Time — by Gina
This week my father-in-law was in the emergency room for severe stomach pain. He is better, thankfully, but it has been a crazy week for me since my husband has been working long shifts, and I was the only one available to deal with “Grampa”: visiting, picking up stuff from his apartment, picking him up upon being discharged, then driving him around town for his various errands. It was an unseasonably warm and sunny weekend and not what I really wanted to be doing, but of course I had no choice.
Then there were all of the other “things to do” for the week: creating and mailing out my daughter’s birthday party invitations, shuttling her around to school and activities, celebrating my husband’s birthday, two work events, late meetings, working full-time, and all of the other usual stuff (laundry, dishes, etc.) Not to mention two separate emergency deliveries to my niece (backpack forgotten in my car) and nephew (change of clothing after a classmate spilled chocolate milk all over him.)
Yet, when a good friend who is going through some tough times asked me why I hadn’t called her in a while, I couldn’t come up with a good excuse. “I’ve been so busy” sounds like such a cop-out…I mean, everyone is busy, right? But when I actually sat down and thought about why I hadn’t called, I realized it wasn’t just that I didn’t have time, I never seemed to have the RIGHT time. By that I mean, I never seem to have “phone time”, that precious luxury that I am only now realizing existed only in my pre-mommy world. I have always had very busy jobs, so I always (and still do) had to rush my friends off the phone with a “Can I call ya later, work is crazy? Thanks!” I’d wait until after dinner when I could sprawl out on my couch and really catch up…laughing and having lots of good girl talk. Now, as the mother of a 3 ½ year old, those opportunities never seem to come anymore. I still entertain the thought that I will be able to find time for a good chat after Gianna’s asleep, but since she has trouble falling asleep and staying in her own bed, that phone time never seems to come for me. I spend the night going up and down the stairs to her room, as she calls me to come stay with her because she is afraid, or because she “has too much energy.” Then when I think she is finally asleep, I am exhausted from working all day and parenting all evening. Also, once the house is quiet, I feel obligated to speak low so as not to wake my daughter. This is also the time I do a load of laundry, straighten up the house and get ready for the next day.
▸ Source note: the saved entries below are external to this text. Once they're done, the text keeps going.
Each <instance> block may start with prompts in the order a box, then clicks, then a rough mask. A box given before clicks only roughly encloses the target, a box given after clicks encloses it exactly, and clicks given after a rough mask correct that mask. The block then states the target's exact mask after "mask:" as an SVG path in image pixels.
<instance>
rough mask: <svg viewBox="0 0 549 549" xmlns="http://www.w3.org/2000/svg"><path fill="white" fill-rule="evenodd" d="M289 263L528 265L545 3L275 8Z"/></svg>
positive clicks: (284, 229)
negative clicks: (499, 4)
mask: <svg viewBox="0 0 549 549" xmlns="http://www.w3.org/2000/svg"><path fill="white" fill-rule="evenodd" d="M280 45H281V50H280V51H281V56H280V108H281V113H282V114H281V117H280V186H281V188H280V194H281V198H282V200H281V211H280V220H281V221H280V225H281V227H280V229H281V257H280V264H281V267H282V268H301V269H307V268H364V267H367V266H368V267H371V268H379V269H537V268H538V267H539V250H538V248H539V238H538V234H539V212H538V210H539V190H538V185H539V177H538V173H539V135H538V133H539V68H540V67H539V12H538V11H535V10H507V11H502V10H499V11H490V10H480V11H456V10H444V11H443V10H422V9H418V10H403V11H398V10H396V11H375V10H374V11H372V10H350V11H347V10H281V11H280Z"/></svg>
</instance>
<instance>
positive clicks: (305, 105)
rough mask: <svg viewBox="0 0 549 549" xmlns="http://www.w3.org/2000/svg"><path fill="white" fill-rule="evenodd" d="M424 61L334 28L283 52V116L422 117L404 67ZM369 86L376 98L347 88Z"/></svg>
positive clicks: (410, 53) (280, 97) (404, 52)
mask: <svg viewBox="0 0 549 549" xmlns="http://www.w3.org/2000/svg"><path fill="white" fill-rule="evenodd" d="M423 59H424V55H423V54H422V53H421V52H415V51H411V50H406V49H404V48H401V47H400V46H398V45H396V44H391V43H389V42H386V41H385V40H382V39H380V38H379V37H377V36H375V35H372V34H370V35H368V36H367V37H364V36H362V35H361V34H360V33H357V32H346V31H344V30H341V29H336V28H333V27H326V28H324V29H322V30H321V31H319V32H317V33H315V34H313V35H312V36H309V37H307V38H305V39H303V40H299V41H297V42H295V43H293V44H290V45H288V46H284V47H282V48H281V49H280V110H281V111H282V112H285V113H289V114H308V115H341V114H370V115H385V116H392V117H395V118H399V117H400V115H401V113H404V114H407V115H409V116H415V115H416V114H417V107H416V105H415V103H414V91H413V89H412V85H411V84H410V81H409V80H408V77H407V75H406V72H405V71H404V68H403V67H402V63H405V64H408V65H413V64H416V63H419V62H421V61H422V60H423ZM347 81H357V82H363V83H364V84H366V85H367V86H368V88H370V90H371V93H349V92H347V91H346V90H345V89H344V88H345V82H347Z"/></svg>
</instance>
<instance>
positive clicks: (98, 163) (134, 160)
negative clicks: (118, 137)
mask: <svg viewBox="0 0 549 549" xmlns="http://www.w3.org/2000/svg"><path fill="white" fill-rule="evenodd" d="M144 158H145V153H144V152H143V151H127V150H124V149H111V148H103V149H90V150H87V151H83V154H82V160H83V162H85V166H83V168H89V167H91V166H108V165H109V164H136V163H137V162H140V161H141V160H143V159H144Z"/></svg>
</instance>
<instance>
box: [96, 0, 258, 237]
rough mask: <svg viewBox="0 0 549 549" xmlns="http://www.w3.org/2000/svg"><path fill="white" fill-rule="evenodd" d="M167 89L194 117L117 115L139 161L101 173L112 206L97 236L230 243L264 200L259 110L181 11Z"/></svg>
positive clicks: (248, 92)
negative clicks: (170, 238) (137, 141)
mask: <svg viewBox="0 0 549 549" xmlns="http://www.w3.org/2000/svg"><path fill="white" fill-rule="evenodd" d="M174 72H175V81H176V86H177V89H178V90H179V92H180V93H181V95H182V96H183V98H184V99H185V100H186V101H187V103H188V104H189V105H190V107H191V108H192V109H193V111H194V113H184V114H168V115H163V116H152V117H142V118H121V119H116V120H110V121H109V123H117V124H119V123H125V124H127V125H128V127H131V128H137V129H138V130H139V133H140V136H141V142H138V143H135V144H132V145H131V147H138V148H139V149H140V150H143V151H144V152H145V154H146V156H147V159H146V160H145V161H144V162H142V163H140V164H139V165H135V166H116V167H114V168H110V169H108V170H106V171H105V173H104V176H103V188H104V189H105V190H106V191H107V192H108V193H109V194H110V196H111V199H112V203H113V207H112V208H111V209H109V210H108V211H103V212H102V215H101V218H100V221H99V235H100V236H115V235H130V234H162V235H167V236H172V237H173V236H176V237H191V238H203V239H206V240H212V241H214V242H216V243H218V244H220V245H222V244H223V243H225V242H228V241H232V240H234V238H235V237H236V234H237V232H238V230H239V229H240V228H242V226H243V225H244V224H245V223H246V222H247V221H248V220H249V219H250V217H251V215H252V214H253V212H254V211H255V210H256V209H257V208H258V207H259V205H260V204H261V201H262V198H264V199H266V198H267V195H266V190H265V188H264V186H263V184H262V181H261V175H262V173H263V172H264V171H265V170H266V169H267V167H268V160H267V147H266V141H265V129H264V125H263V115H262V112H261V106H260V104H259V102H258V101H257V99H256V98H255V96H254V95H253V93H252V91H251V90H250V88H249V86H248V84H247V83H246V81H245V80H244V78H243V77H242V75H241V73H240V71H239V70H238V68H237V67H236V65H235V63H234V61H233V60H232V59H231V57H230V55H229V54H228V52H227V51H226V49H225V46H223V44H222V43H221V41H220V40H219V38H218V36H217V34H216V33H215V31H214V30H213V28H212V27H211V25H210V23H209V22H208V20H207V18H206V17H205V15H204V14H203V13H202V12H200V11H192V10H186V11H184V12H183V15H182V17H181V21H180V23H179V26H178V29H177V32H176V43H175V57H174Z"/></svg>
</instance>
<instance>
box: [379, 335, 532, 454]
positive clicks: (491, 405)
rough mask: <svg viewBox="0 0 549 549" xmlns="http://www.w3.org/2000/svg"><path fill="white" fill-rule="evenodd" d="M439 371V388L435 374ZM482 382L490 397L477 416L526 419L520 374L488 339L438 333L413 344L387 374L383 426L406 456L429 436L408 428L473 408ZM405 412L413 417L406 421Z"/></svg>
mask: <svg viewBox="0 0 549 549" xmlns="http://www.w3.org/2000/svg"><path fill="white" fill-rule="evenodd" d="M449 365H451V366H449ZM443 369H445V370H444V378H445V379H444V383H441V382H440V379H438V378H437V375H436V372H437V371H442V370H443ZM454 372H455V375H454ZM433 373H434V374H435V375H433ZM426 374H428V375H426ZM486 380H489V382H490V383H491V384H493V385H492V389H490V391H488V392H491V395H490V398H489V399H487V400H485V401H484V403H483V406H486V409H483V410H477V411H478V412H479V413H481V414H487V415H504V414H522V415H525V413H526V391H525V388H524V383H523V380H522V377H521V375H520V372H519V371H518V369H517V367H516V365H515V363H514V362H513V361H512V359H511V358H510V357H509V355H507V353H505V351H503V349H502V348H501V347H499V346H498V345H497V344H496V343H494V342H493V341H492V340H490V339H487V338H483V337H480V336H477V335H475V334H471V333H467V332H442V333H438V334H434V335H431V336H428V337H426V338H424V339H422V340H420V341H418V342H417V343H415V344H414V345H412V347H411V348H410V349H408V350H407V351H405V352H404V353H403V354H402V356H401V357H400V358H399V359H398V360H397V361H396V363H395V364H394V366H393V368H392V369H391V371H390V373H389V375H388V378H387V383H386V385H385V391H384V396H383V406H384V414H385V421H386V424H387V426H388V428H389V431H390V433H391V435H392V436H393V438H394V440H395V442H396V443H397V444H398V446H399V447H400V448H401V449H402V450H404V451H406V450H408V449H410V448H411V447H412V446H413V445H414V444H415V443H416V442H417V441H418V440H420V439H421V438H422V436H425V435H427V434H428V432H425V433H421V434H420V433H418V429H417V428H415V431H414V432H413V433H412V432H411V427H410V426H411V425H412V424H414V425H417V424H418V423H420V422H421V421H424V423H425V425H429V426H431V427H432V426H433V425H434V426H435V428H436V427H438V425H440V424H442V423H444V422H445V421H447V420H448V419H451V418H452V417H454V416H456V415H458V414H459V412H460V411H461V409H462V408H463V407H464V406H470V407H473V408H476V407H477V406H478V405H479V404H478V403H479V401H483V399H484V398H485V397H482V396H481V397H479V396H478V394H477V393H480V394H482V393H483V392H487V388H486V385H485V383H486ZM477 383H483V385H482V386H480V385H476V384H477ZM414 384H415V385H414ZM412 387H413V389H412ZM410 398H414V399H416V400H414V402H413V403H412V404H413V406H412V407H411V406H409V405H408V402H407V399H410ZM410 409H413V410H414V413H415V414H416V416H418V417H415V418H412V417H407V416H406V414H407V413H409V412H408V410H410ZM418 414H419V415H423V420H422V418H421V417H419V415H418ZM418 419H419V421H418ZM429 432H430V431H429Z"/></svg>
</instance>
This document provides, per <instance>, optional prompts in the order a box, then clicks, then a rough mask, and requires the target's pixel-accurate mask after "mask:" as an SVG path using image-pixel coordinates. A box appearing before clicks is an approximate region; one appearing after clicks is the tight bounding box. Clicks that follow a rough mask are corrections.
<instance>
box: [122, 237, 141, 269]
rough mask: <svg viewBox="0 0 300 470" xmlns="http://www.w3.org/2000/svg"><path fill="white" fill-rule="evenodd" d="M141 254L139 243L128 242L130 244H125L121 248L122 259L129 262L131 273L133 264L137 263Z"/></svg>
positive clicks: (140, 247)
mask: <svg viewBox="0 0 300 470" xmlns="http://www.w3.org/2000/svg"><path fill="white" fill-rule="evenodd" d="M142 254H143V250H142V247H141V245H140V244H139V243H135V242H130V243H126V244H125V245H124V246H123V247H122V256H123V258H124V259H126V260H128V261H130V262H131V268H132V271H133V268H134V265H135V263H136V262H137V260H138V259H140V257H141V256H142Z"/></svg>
The only phone calls I seem to get a chance to make on weeknights is to return calls, mostly to my family and my in-laws, arranging visits, exchanging babysitting duties, and checking in on how everyone is feeling.
I made amends with my friend – I devoted a very long phone call to her which thank goodness Gianna cooperated with by going to bed on time. I assured her that although I don’t have the kind of time I used to have, I am still here for her no matter what and will find a way to make time to talk more often (haven’t figured that part out yet…) She doesn’t have children yet but I think she understands – I hope so. When we moms say we don’t have time for something, it isn’t an excuse… it is our reality – that our time is just not our own anymore no matter how many more hours we could use in the day. We can carve out time here and there once our kids are old enough for babysitters but in the meantime, it is a big adjustment and a real balancing act to find time to do the things WE want to do. I have heard it gets easier as our kids get older, but for now, I can only hope that friends understand, just as I am understanding when plans get canceled or my calls go unanswered. I think that is part of being a good friend – being flexible and forgiving – none of us are perfect and we are all doing our best to get as much as we can done in one day. These are the times I wish I could work only part-time, but for now I have to find a way to make it all work.
I have another good friend who had her three children in her early twenties. When I don’t have time for the long gab fests, she understands and lets me slide. I was able to see her for a brief visit recently and it was like no time had passed. Those are the moments you realize that true friendship endures through all the highs and lows of raising children, trying to have a career, and not having enough time for either. We sat in her mom’s kitchen, talking and laughing like we did when we were 17. In those moments, time – be it how much has passed, or how much more of it we wish we had – just doesn’t matter so much…well, at least for a moment, anyway.